06 feb 2015Matthias Steinwandter: il quarto cavallo di razza entra nella nostra scuderia!
E’un puledro, il più piccolo del team… 1m93cm. Ma non mi riferivo all’altezza!
Classe 1993, triatleta altoatesino, molto alto e molto atesino, di San Candido: a volte impulsivo, ma capace anche, nonostante la sua giovane età, di essere freddo e riflessivo.
Io c’ero quando Matthias, quarto frazionista della squadra azzurra, ha contribuito a conquistare l’oro europeo a squadre: era il 20 giugno 2014, eravamo a Kitzbuehel.
È vero che una grande parte del lavoro fino a quel momento era stata realizzata dai compagni che lo avevano preceduto, ma a quel punto il testimone lo aveva raccolto lui. Da quel momento la nazionale italiana avrebbe riversato su di lui ogni speranza di vittoria.
Matthias doveva gestire gli attacchi degli avversari, mantenere il vantaggio senza farsi prendere dall’ansia della vittoria, senza strafare per non cedere sul finale, ma nel contempo senza sottovalutare gli avversari che agguerritissimi lo inseguivano. Non è facile vincere, scegliere le giuste strategie.
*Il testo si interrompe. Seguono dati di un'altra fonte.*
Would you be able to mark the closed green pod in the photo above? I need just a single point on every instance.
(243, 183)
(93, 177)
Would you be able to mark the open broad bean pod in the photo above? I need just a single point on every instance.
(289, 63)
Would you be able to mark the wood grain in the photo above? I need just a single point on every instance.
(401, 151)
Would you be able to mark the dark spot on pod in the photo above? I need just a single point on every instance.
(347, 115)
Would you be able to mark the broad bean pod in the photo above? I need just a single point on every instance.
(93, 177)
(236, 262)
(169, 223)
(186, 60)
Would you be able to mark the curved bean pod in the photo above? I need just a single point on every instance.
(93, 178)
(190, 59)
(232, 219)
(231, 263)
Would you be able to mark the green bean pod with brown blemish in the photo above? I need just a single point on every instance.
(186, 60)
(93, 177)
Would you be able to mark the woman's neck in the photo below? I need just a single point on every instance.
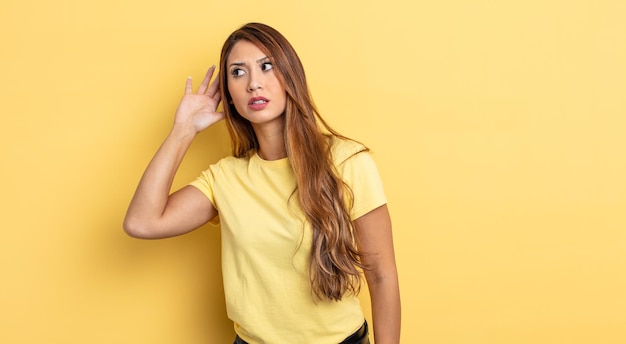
(271, 140)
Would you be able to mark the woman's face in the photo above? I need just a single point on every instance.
(256, 92)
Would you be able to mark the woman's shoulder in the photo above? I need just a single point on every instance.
(230, 163)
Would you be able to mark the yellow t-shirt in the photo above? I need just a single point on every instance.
(266, 247)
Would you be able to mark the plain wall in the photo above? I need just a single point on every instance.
(497, 126)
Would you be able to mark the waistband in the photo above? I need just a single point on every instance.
(358, 337)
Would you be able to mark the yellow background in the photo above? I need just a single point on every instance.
(498, 128)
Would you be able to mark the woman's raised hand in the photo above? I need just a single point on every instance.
(197, 111)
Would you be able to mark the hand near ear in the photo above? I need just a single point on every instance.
(198, 111)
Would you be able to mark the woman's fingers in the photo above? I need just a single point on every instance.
(205, 82)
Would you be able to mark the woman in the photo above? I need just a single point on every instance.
(301, 208)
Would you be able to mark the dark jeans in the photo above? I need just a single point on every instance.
(358, 337)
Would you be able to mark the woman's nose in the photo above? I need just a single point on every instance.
(254, 82)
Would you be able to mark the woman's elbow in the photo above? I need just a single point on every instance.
(136, 228)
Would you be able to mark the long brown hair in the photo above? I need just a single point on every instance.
(323, 196)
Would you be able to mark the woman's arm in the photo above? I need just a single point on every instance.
(376, 245)
(153, 212)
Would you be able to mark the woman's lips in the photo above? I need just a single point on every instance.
(258, 103)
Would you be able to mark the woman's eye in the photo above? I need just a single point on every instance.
(266, 66)
(237, 72)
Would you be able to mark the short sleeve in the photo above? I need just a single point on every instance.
(204, 182)
(360, 173)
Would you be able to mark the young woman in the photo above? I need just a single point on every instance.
(302, 208)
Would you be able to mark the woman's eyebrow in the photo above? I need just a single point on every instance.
(243, 63)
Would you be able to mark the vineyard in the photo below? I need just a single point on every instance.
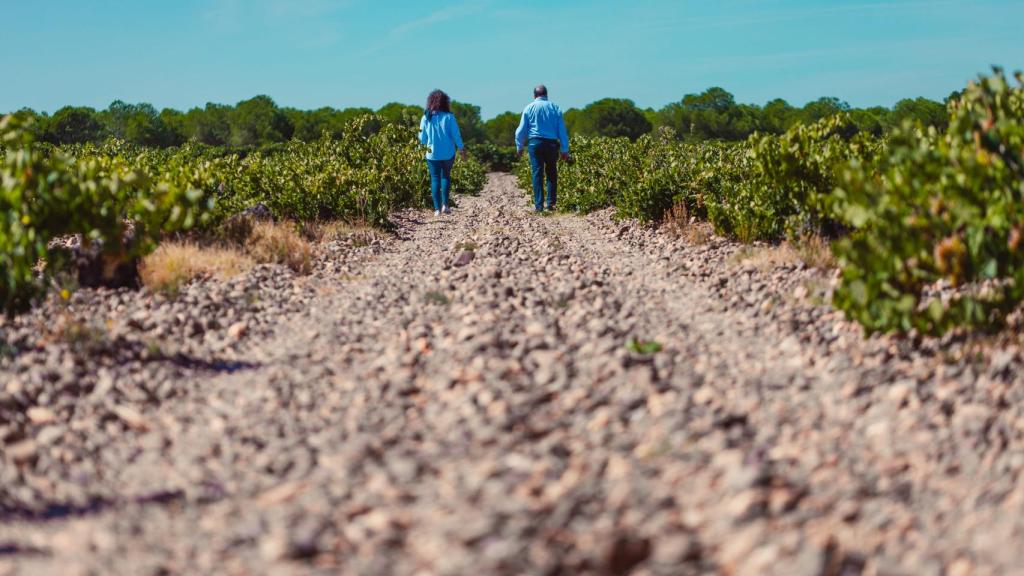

Le insicurezze e i dubbi a quel punto ti possono “incatenare” e la “paura di vincere” può distruggere un sogno fino a quel momento realizzabile.
E invece Matthias ha gestito benissimo la frazione, ha atteso, ha risparmiato energie sempre controllando gli avversari che progressivamente riducevano lo svantaggio, ma sul finale ha dato la stoccata vincente e ha portato in casa azzurra l’Oro Europeo, un segnale importante.
Questo atleta può avere un futuro internazionale con la maglia azzurra, lungo e ricco… ma è indubbio che deve ancora lavorare molto, con metodo, costanza e determinazione.
È un puledro da “ammaestrare”, con doti e talento da vendere.
Ma non basta il talento, quanti atleti talentuosi non hanno mai raggiunto obiettivi importanti; il talento va sostenuto dall’ambizione, dalla voglia di arrivare, dalla “fame”, e poi dal lavoro, dall’applicazione… è allora che arrivano anche le opportunità.
In questa scuderia si lavora così, con queste convinzioni, con questi principi.
Sono convinto che possiamo lavorare bene assieme, non dimenticando che al suo fianco, oltre al coach, c’è un compagno di squadra di lusso, carabiniere e maglia azzurra come lui, c’è il valore aggiunto della qualità, dell’esperienza e della “mentalità operaia” di capitano Fabian!